No sensible producer would ever remake Casablanca or Gone with The Wind. Both of these classics are scene after scene perfect. Likewise, the original Omen film was so polished that it was difficult to see how they could improve things. Do you follow the book and film closely or do a different take? Unfortunately all too often with this film they choose the frame by frame imitation, and each was a pale imitation of the original.

Take the dramatic scene where Damien cycles around eventually bumping his mum over the banister. In the original the sound track was genius, it built the momentum and climaxed perfectly. In this tawdry remake there was no mood build up, no tension. The score, as throughout the rest of the film, was limp.

The writer tried too hard to match real modern events with the apocalyptic apocrypha, but as they were out of synch they would have been better left out.

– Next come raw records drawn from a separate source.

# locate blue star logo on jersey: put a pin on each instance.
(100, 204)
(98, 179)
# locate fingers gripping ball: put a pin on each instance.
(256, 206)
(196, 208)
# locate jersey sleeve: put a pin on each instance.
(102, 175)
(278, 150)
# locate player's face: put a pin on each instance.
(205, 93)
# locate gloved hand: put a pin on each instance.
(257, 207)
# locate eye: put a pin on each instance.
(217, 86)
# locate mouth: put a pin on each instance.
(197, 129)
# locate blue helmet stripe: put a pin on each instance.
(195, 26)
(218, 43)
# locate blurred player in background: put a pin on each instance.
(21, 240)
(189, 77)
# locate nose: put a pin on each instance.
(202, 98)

The writing would have been just as entertaining, if not more so, if events were invented to match with the book of Revelation's predications; suggestions that the sea in Revelation 8 somehow refers to politics is just plain stupid.

The cast was a troop of misfits. Julia Styles was wooden and Liev Schreiber always looked out of place; whilst Lee Remick and Gregory Peck are always going to be impossible to beat, these two TV quality stars were never going to be in the same league. I felt sorry for the real actors, the three British thespians normally found in better productions; Michael Gambon, Pete Postlethwaite and David Thewlis. David Thewlis struggled throughout to make his part worthy, but was constantly fighting against the cardboard cut-out of Schreiber that was always by his side. Michael Gambon looked apologetic for taking his bit part; he looked almost embarrassed in his scenes.

To conclude, a poorly executed film aimed to tie in with a single day. It would have been better to have kept this project as a TV movie.